Raising mussels in the lab is tricky; among other steps, scientists must induce the parent mussels to release their tiny larvae, called glochidia. For some species, such as this member of the genus Epioblasma, this task is best accomplished by presenting the mussel with a fish head on the end of a small pipette, mimicking a promising host in which the glochidia can develop. Once released, the glochidia are drawn into the pipette and can be reared in tanks.
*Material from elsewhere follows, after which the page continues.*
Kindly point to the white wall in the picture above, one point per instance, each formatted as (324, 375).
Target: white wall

To that end, the Partnership for the Delaware Estuary recently signed an agreement with the state of Pennsylvania to build a mussel production hatchery in Philadelphia. “When the hatchery is built and we switch on the lights and pumps, our goal is to produce half a million mussels per year that would persist in our streams and rivers, and provide a return on that investment in the form of clean water,” Kreeger says.

The water must be somewhat clean to start with: Larval and juvenile mussels can be poisoned by relatively low levels of ammonia, a form of nitrogen common in waters polluted with sewage or agricultural runoff. Decades of dam-building and pollution caused the drastic decline of mussel populations in the Chesapeake watershed. Work by Kreeger and others shows that some habitats can now support mussels again.

“There hasn’t been a facility before that’s been able to focus on producing large numbers of common species,” Kreeger says. “Therefore, we haven’t really had the opportunity to test a lot of these concepts in a very significant way — where you put the numbers up in a river, then see if you get the needle to move on water quality.

“We’re looking forward to being able to finally test that.”